President Trump’s spending plan kicked off the federal budget process in March, and the House made significant progress over the last several months by passing 10 of the 12 appropriations bills (the legislation needed to appropriate federal dollars). While the president’s budget carries little weight in Congress, it’s nonetheless worthwhile to compare the priorities that have been set forth thus far in the respective spending bills.

We analyzed the impact of the two proposals on the federal funding that supports the following New York City human-services agencies: Administration for Children’s Services (ACS), Department for the Aging (DFTA), Department for Youth and Community Development (DYCD), and the Department of Social Services (DSS). In partnership with nonprofit human service providers, these agencies support the needs of children and older adults and deliver effective poverty fighting tools and other critical services. Collectively, the 37 federal grants these agencies received in fiscal year (FY) 2018 represented 78 percent of all social services funding to the City.

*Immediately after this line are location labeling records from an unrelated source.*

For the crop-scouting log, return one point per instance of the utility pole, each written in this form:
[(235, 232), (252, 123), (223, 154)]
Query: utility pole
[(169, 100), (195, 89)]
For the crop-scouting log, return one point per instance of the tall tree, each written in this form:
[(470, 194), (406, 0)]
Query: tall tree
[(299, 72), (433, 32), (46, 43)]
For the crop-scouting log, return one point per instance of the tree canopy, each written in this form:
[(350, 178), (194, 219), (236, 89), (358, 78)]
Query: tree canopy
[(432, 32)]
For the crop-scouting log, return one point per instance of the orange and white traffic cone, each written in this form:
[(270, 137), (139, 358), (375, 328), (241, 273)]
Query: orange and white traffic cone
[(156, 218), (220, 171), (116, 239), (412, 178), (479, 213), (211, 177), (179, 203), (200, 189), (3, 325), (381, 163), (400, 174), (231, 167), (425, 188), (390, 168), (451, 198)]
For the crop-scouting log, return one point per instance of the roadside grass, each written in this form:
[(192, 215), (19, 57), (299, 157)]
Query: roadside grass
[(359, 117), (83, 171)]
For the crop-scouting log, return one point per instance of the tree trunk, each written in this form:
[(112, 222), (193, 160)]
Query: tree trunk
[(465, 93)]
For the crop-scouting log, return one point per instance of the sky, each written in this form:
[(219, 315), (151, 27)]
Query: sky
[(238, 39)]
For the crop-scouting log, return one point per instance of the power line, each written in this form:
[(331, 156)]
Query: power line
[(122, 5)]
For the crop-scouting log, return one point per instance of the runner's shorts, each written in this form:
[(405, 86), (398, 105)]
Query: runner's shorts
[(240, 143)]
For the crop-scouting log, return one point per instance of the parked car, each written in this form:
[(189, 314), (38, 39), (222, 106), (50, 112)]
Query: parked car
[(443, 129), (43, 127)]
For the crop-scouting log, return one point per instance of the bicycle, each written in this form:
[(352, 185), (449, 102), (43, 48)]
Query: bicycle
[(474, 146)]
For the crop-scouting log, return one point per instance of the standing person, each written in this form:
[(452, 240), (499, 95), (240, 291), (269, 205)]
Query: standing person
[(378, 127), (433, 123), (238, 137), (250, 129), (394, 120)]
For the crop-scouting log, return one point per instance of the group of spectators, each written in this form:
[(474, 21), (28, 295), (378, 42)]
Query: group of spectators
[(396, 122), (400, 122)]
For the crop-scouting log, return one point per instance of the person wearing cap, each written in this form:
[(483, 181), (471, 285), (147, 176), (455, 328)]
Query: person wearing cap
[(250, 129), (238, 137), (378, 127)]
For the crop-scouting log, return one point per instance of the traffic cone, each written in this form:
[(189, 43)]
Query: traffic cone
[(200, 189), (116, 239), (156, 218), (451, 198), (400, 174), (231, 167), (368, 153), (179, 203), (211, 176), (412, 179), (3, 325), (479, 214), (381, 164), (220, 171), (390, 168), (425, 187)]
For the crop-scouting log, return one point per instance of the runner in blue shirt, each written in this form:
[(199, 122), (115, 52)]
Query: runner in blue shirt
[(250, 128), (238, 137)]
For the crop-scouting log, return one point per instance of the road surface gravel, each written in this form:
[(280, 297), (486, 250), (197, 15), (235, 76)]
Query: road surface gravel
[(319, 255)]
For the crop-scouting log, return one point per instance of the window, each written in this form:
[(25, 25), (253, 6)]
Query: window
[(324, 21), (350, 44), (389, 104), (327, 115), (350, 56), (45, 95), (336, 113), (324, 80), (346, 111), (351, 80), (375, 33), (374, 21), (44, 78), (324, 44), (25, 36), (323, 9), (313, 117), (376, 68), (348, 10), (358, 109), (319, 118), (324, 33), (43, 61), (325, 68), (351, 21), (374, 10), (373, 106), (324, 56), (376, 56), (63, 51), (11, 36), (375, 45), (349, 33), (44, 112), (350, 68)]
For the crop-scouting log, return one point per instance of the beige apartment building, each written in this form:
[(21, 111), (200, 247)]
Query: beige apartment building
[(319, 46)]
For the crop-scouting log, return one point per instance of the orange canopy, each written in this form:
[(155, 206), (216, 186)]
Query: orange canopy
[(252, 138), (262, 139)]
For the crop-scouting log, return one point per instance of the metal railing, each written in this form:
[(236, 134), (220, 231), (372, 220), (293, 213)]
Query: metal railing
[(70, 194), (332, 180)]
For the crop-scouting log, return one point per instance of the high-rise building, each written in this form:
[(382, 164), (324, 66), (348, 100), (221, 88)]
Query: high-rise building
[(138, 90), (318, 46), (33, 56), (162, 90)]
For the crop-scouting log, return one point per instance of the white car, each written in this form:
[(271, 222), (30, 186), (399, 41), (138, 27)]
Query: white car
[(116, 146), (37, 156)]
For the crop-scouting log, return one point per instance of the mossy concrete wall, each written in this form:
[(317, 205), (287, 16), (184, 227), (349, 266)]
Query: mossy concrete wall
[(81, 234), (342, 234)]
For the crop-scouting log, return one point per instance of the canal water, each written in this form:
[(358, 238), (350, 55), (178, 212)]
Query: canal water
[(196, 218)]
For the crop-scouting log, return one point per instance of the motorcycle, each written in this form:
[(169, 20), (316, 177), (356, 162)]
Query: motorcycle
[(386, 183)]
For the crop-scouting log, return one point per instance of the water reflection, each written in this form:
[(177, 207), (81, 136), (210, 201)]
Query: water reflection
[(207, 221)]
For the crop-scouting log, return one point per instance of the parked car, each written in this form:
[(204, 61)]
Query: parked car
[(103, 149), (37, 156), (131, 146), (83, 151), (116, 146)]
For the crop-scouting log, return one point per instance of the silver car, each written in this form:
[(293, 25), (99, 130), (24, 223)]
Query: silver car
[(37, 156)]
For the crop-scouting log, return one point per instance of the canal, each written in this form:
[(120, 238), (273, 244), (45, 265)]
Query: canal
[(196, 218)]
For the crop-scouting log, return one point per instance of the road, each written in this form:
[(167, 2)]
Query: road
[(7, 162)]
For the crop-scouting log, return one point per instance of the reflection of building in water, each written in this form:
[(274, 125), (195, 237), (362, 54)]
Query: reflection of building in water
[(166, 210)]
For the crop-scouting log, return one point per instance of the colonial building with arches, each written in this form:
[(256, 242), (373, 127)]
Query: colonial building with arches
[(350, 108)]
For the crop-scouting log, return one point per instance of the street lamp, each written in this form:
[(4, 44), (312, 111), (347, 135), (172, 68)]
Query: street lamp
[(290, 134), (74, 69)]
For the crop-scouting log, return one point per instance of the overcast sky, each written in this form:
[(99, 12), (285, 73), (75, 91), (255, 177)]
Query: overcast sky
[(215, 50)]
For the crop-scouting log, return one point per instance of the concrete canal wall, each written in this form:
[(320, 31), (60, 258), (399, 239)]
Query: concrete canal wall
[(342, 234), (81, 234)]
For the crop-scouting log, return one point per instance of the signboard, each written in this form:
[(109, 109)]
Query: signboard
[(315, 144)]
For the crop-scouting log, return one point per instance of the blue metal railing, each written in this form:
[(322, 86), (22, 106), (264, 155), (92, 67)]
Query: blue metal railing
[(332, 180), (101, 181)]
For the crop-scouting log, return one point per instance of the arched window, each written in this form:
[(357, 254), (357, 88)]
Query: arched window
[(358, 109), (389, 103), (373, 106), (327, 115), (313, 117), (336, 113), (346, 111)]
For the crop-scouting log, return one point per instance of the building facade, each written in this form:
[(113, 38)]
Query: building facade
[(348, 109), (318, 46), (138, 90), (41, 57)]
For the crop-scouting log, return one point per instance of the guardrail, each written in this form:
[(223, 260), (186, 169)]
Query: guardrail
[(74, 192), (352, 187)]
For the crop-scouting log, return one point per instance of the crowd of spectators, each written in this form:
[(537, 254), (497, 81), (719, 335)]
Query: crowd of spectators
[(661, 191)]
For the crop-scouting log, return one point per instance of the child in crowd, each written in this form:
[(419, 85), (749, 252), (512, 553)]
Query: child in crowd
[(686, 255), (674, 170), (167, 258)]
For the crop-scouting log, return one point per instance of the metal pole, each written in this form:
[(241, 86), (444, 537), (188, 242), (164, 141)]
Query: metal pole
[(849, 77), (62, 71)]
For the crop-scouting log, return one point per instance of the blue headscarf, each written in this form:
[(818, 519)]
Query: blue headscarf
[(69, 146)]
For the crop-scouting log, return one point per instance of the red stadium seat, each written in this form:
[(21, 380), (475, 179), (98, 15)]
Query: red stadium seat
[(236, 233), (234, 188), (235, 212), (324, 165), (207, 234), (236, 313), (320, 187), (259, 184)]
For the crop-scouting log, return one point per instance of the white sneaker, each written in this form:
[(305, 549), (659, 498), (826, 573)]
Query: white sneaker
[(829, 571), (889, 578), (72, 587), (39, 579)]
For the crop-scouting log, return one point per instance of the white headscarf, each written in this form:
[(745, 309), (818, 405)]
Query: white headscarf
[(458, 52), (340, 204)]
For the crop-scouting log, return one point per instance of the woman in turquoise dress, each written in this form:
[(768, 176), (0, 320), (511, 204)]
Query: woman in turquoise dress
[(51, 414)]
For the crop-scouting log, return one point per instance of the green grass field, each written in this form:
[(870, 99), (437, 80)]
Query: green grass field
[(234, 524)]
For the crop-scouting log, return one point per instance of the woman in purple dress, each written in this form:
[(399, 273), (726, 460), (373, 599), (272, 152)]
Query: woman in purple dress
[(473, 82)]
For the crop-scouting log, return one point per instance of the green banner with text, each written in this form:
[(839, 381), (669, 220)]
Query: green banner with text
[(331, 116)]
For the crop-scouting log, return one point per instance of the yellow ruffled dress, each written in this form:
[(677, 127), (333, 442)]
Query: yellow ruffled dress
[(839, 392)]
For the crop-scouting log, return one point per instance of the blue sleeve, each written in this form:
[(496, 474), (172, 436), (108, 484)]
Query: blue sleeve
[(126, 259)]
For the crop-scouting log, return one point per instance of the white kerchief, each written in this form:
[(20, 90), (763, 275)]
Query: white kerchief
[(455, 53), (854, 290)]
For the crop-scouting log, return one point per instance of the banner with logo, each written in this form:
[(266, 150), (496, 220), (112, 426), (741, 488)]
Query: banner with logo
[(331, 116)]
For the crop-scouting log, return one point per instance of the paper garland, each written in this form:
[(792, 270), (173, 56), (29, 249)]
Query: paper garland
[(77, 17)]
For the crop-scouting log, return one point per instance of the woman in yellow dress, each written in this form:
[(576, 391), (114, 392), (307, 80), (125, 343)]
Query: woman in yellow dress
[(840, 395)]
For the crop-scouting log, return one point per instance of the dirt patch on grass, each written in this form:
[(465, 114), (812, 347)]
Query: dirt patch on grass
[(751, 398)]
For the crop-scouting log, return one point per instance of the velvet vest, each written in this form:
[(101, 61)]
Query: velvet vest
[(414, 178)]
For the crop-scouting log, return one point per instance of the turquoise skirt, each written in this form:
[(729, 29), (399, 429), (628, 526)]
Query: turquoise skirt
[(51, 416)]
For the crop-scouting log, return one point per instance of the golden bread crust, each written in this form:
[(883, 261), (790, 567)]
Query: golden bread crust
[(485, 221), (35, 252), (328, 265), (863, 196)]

While the effects differ by agency, Trump’s budget proposal would cut total funding to these agencies by 18 percent, while the House spending plan would boost their federal support by 8 percent.

Readers can visit our Tableau page to compare how most of the 37 grants fared in each of the proposals, but the following provides a sample of a few federal grants that support New York City’s human-services budget and sector.

For example, Trump’s budget would eliminate entirely the Low-Income Home Energy Assistance Program (LIHEAP), the Community Services Block Grant (CSBG), Community Development Block Grant (CDBG), the Social Services Block Grant (SSBG), the Home Investment Partnerships Program (HOME), and others.

In contrast, the House would increase LIHEAP by 4 percent, CSBG by 5 percent, CDBG by 9 percent, SSBG by 0.3 percent, and HOME by 40 percent. Collectively, the House plan would raise total discretionary funding $51 billion above the level enacted for 2019 and $176 billion above the Budget Control Act (BCA) caps. This increase would begin to restore lost funding for programs for children, job training, health care, and medical research, and increase funding for the Census Bureau to conduct the 2020 Decennial Census.

Collectively 36 FPWA member organizations in FY 2018 relied on nearly $13.5 million of support from CSBG, CDBG, SSBG, and HOME.

The Federal Funds Tracker features stories about how these federal grants, and many others, positively impact the communities our nonprofit human-service providing members serve. Further disinvestment in federal programs will undermine the critical services that these organizations provide, made possible, in part, by federal funding.

Take Action

Individuals and organizations in New York City can take action to urge Congress to reverse course on a decade of austerity that has resulted in a $320 million decline in federal human-services funding in New York City since FY 2010.

Individuals: Ensure your voice is heard by visiting our Take Action page to send a letter to your member of Congress asking them to follow the priorities established in the House spending plan.

Organizations in New York City (human service providers, faith organizations, and policy experts): Sign a letter on behalf of the Federal Tax and Budget Response Team addressed to all NYC-area members of Congress by August 12th.

[1] Non-defense discretionary programs include: Head Start, Pell grants, child care, help with heating and cooling bills for struggling families and senior citizens, special nutrition assistance for women, infants and children, refugee assistance, etc.